Slaying the Dragon of Flesh
Picture your flesh—that old ego with the mentality of merit and craving for power and reputation and self-reliance—picture it as a dragon living in some cave of your soul. Then you hear the gospel, and in it Jesus Christ comes to you and says, "I will make you mine and take possession of the cave and slay the dragon. Will you yield to my possession? It will mean a whole new way of thinking and feeling and acting." You say: "But that dragon is me. I will die." He says, "And you will rise to newness of life, for I will take its plan; I will make my mind and my will and my heart your own." You say, "What must I do?" He answers, "Trust me and do as I say. As long as you trust me, we cannot lose." Overcome by the beauty and power of Christ you bow and swear eternal loyalty and trust. And as you rise, he puts a great sword in your hand and says, "Follow me." He leads you to the mouth of the cave and says, "Go in, slay the dragon." But you look at him bewildered, "I cannot. Not without you." He smiles. "Well said. You learn quickly. Never forget: my commands for you to do something are never commands to do it alone." Then you enter the cave together. A horrible battle follows and you feel Christ's hand on yours. At last the dragon lies limp. You ask, "Is it dead?" His answer is this: "I have come to give you new life. This you received when you yielded to my possession and swore faith and loyalty to me. And now with my sword and my hand you have felled the dragon of the flesh. It is a mortal wound. It will die. That is certain. But it has not yet bled to death, and it may yet revive with violent convulsions and do much harm. So you must treat it as dead and seal the cave as a tomb. The Lord of darkness may cause earthquakes in your soul to shake the stones loose, but you build them up again. And have this confidence: with my sword and my hand on yours this dragon's doom is sure, he is finished, and your new life is secure."

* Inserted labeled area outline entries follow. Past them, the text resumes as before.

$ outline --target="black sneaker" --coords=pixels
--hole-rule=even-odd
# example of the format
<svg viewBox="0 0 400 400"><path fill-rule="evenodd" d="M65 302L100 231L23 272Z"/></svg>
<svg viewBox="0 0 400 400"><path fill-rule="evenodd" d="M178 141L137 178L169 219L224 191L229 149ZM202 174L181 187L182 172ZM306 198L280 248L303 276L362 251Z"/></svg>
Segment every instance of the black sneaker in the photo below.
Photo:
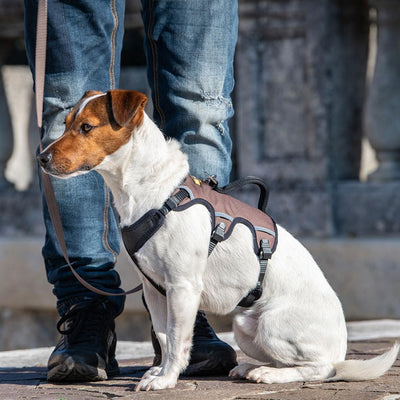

I think that is the meaning of verse 24, "Those who belong to Christ have crucified the flesh with its passions and desires." Christ has taken possession of our soul. Our old self has been dealt a mortal wound and stripped of its power to have dominion. The Christian life, the fruit of the Spirit, is a constant reckoning of the flesh as dead (piling stones on its tomb) and a constant relying on the present Spirit of Christ to produce love, joy, and peace within. The difference between the Christian life and popular American morality is that Christians will not take one step unless the hand of Christ holds the hand that wields the sword of righteousness.